Her moon-round eyes narrow slightly, as though she’s wary of the question, but she’s nodding her head.
“Problem with Cesar,” she says, “is people see the show, but they’re not him. They don’t see all the subtle things he’s doing—the body language, how he positions himself. Eye contact. It’s like a dance, you know. He looks like a magician, and they’re not seeing what he’s doing. They try it at home and get bit or whatever. But you know, man, it’s not the dog’s freaking fault.”
CHAPTER TWENTY-FOUR
Gift to the Dog
LORENA LEAVES ME with a handout titled “The Rules of Passive Dominance,” which begins: “Ignoring attention-seeking behaviors is the highest form of dominance.”
The highest form?
Attention seeking: Grabbing shoes and making you chase her. Soft sweet cries and I say, “What’s wrong, Hola, you hungry, doll?” Poke and pet, roll over and rub reflexively, even yelling “Drop!” when she’s got our neighbor’s kid’s sandal in her mouth, shaking it like a squirrel that’s dead enough already.
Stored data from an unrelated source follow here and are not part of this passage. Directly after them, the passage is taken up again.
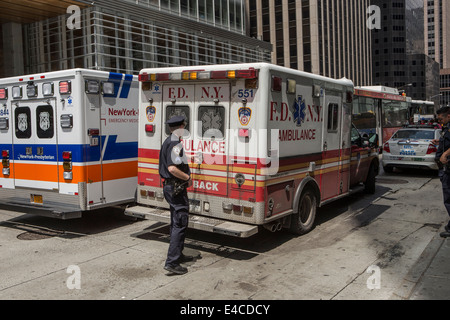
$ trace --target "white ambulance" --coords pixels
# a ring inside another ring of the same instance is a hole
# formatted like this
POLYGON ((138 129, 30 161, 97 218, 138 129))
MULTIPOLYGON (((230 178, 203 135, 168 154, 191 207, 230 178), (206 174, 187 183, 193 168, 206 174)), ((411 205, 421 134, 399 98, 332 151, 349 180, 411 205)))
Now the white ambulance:
POLYGON ((144 69, 139 81, 138 205, 127 215, 170 222, 158 162, 174 115, 187 119, 191 228, 303 234, 316 207, 374 192, 378 155, 352 127, 350 80, 255 63, 144 69))
POLYGON ((0 203, 69 219, 134 201, 137 80, 86 69, 0 79, 0 203))

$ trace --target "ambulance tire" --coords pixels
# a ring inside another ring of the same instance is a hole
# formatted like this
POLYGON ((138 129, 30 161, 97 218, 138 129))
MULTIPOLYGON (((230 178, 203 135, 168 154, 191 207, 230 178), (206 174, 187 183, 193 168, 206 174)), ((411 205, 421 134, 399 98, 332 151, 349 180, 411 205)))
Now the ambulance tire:
POLYGON ((369 172, 367 173, 366 182, 364 183, 364 191, 369 194, 375 193, 376 188, 376 176, 375 166, 372 164, 369 168, 369 172))
POLYGON ((300 196, 298 212, 291 217, 291 233, 303 235, 312 230, 316 218, 317 196, 311 188, 305 189, 300 196))

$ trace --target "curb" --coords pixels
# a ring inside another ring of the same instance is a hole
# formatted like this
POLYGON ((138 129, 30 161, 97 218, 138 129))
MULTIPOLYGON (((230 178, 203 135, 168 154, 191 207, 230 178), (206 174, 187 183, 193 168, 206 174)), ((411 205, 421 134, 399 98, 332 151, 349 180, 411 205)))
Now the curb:
POLYGON ((423 275, 430 267, 434 258, 438 254, 442 245, 445 242, 444 238, 441 238, 439 233, 436 232, 430 243, 423 250, 416 263, 411 267, 408 274, 403 278, 400 286, 394 291, 389 300, 409 300, 413 295, 417 285, 422 280, 423 275))

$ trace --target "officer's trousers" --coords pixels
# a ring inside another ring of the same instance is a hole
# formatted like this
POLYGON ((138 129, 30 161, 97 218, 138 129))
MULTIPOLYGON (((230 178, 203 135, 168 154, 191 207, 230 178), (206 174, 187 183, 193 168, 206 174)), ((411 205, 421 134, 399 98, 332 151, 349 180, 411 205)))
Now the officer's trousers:
POLYGON ((173 185, 164 186, 164 198, 170 205, 170 245, 165 265, 175 267, 179 264, 183 249, 186 229, 189 223, 189 199, 186 190, 173 196, 173 185))
MULTIPOLYGON (((450 216, 450 172, 439 170, 439 179, 441 180, 444 193, 444 206, 450 216)), ((447 226, 450 227, 450 221, 447 226)))

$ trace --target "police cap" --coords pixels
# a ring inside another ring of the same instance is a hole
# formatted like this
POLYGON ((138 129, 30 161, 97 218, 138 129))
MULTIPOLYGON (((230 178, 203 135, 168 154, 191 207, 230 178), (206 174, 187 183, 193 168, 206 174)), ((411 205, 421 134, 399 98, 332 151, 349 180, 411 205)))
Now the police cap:
POLYGON ((173 116, 169 120, 167 120, 166 124, 169 125, 169 127, 177 127, 181 126, 186 119, 183 116, 173 116))

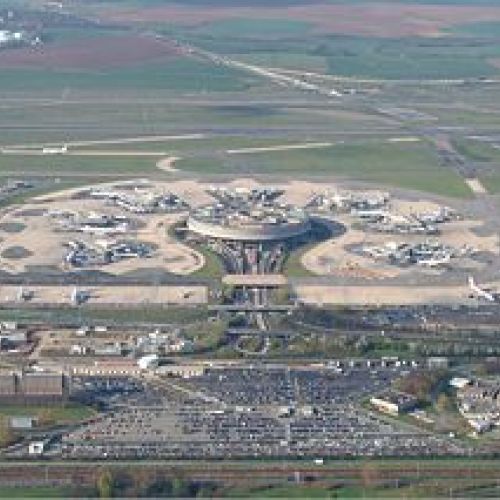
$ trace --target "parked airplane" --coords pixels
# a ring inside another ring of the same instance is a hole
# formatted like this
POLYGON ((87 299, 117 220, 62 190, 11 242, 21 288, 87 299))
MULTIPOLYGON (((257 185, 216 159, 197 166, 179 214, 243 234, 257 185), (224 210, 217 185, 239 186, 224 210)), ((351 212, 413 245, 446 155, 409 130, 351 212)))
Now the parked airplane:
POLYGON ((439 267, 444 264, 448 264, 450 262, 450 256, 445 255, 444 257, 440 258, 435 258, 435 259, 424 259, 424 260, 419 260, 417 264, 419 266, 424 266, 424 267, 439 267))
POLYGON ((489 288, 481 288, 478 286, 472 276, 468 278, 469 288, 473 295, 487 302, 500 302, 500 292, 489 288))
POLYGON ((87 290, 78 290, 78 288, 73 288, 71 292, 71 303, 75 306, 84 304, 91 297, 90 292, 87 290))
POLYGON ((64 146, 52 146, 52 147, 44 147, 42 149, 42 154, 44 155, 62 155, 68 152, 68 146, 67 144, 64 144, 64 146))

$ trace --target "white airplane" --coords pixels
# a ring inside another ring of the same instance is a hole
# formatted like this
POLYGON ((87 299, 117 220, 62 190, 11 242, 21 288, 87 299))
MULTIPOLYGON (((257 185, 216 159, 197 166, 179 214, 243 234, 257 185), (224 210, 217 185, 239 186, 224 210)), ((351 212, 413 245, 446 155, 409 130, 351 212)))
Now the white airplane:
POLYGON ((488 302, 500 302, 500 292, 493 291, 487 288, 481 288, 476 284, 472 276, 469 276, 467 281, 469 283, 471 292, 479 299, 484 299, 488 302))
POLYGON ((90 292, 87 290, 78 290, 78 288, 74 287, 71 292, 71 303, 75 306, 79 306, 87 302, 90 299, 90 292))
POLYGON ((419 266, 424 266, 424 267, 438 267, 444 264, 448 264, 449 262, 450 262, 450 256, 446 255, 441 258, 419 260, 417 264, 419 266))
POLYGON ((61 147, 44 147, 42 149, 42 154, 44 155, 62 155, 64 153, 67 153, 68 152, 68 145, 67 144, 64 144, 63 146, 61 147))
POLYGON ((26 302, 31 300, 35 293, 32 290, 27 290, 26 288, 20 286, 17 291, 17 300, 20 302, 26 302))
POLYGON ((330 95, 332 97, 342 97, 342 94, 338 90, 335 90, 335 89, 330 90, 328 95, 330 95))

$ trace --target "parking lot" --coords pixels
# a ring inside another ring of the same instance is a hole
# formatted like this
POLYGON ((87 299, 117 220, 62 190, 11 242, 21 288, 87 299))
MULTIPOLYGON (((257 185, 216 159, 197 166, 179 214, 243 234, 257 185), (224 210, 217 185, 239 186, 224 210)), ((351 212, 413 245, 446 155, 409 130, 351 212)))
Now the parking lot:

Negative or positive—it’s all attention seeking.
What she lives for.
“Her job is to train you,” Lorena had said. “She’s better at her job than you are because she is more focused. It’s all she thinks about.”
Hola’s toolbox consists of annoying me until I do what she wants.
Which I always do.
Why?
Because it’s annoying, that’s why.
And if I don’t?
Drama queen.
She’ll collapse on the floor like a character in Gossip Girl tossing her Fendi bag onto the davenport.